ROMA – La pandemia non ha provocato solo pesanti e inevitabili strascichi sulla vita fisica degli italiani e nell’economia del paese: ha portato alla luce una componente consistente, seppur minoritaria, di irrazionalità, confusione, scarsa fiducia nel futuro e nelle prospettive di crescita, lasciando in alcuni, consistenti casi, la porta aperta a teorie che arrivano fino al complottismo. La fotografia scattata dal 55esimo Rapporto del Censis è quasi impietosa nel rilevare che per ben 3 milioni di italiani (pari al 5,9%) il Covid non esiste, per il 31,4% il vaccino è un farmaco sperimentale, e di fatto stiamo facendo da cavie, per il 10,9 per cento i sieri sono inutili ed inefficaci. Ma soprattutto per il 67,1 % degli italiani esiste uno ‘Stato profondo’, cioè il potere reale è concentrato, in modo non pienamente democratico, nelle mani di un gruppo ristretto di potenti, composto da comitati d’affari; per il 64,4% le grandi multinazionali sono le responsabili di tutto quello che ci accade; e per il 56,5% esiste una casta mondiale di superpotenti che controlla tutto.
La variante cospirazionistica, tendente alla paranoia, ispirata a “gran rimpiazzamento” ha contagiato il 39,9% degli italiani convinti del pericolo reale della sostituzione etnica. Per oltre un terzo degli italiani, identità e cultura nazionali spariranno a causa dell’arrivo degli immigrati, portatori di una demografia dinamica rispetto agli italiani che non fanno più figli e tutto ciò accade per interesse e volontà di presunte opache élite globaliste.

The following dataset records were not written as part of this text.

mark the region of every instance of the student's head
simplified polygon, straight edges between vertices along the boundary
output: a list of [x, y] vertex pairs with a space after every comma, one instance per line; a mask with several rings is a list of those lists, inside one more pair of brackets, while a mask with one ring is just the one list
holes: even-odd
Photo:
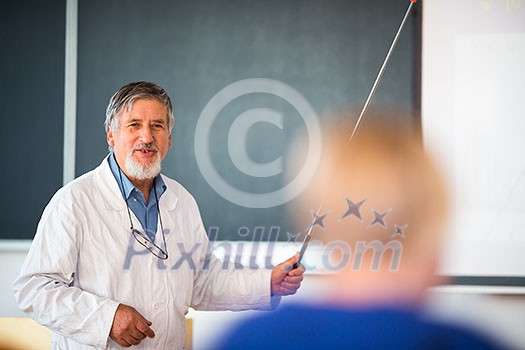
[[306, 226], [321, 206], [325, 228], [315, 228], [315, 239], [334, 247], [330, 266], [347, 261], [337, 271], [345, 278], [413, 278], [422, 288], [440, 254], [446, 191], [432, 159], [398, 121], [368, 120], [351, 141], [349, 125], [328, 128], [300, 220]]

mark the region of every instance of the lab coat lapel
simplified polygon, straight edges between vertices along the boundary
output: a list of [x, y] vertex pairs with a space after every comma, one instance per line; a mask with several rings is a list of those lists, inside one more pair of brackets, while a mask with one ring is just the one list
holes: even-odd
[[[164, 175], [162, 175], [164, 177]], [[162, 216], [162, 224], [164, 225], [164, 230], [167, 231], [166, 234], [166, 242], [168, 242], [171, 237], [175, 236], [175, 232], [177, 230], [177, 227], [180, 227], [180, 225], [177, 225], [176, 222], [176, 213], [175, 210], [177, 208], [177, 205], [180, 205], [178, 203], [178, 198], [175, 195], [175, 191], [173, 188], [170, 188], [170, 182], [167, 181], [166, 178], [163, 179], [164, 183], [168, 188], [166, 189], [166, 192], [160, 197], [159, 199], [159, 208], [160, 208], [160, 215]], [[159, 239], [162, 240], [162, 237], [159, 237], [160, 234], [160, 221], [157, 228], [157, 237], [155, 238], [156, 242]]]
[[97, 184], [102, 196], [104, 208], [108, 210], [125, 211], [126, 202], [124, 201], [118, 183], [111, 172], [107, 157], [102, 160], [102, 163], [100, 163], [95, 171], [95, 183]]

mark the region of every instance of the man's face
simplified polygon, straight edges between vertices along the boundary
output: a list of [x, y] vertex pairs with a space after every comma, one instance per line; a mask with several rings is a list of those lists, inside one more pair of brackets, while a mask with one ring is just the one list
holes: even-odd
[[129, 110], [121, 112], [117, 131], [107, 131], [106, 137], [126, 176], [131, 180], [144, 180], [136, 175], [137, 169], [143, 174], [154, 167], [160, 171], [160, 162], [171, 147], [166, 107], [156, 99], [135, 100]]

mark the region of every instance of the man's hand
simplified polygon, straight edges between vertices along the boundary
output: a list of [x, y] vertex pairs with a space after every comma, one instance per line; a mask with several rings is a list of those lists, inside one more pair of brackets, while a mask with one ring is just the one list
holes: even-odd
[[298, 254], [277, 265], [272, 271], [272, 295], [291, 295], [297, 292], [303, 280], [304, 266], [294, 269]]
[[117, 344], [126, 348], [138, 345], [144, 338], [155, 336], [150, 328], [151, 324], [135, 308], [120, 304], [115, 312], [109, 336]]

Secondo il Censis, l’irrazionale che oggi si manifesta nella nostra società e con cui bisogna comunque fare i conti, è frutto di un disagio ben più profondo, ha radici socio-economiche “secondo una parabola che va dal rancore al sovranismo psichico e che ora evolve diventando rifiuto tout court del discorso razionale”.
A soffiare sul fuoco dell’irrazionalità sono soprattutto i rendimenti decrescenti degli investimenti sociali, la maggiore insicurezza negli strumenti di protezione dall’incertezza dell’ignoto e i rischi esistenziali. Un circolo vizioso che parte dalla bassa crescita economica, dai ridotti rientri in termini di gettito fisco, aumento del debito pubblico.
Per due terzi degli italiani (il 66,2%) nel nostro Paese si viveva meglio in passato: è il segno di una corsa percepita verso il basso della società e dell’economia. Una “cocente disillusione rispetto agli investimenti economici realizzati e alle aspettative sul piano emotivo”. E che lascia spazio all’inquetudine e ai timori per il futuro.
Il 69,6% degli italiani si dichiara molto inquieto pensando al futuro, e il dato sale al 70,8% tra i giovani e al 76,9% nei ceti a più basso reddito. L’81,1% degli italiani ritiene che oggi è molto difficile per un giovane vedersi riconosciuto nella vita l’impegno di tempo, energia e risorse profuso nello studio. E che semplicemente non conviene impegnarsi per laurearsi conseguire master e specializzazioni, per poi ritrovarsi invariabilmente con minimi e rari attestati di riconoscimento. Tutto ciò determina un circolo vizioso difficile da spezzare: in termini di gettito una anche di diffusa insoddisfazione e di ricusazione del paradigma razionale.
Per due terzi degli italiani (il 66,2%) nel nostro Paese si viveva meglio in passato: è il segno di una corsa percepita verso il basso della società. Una tendenza che non sarà semplice invertire.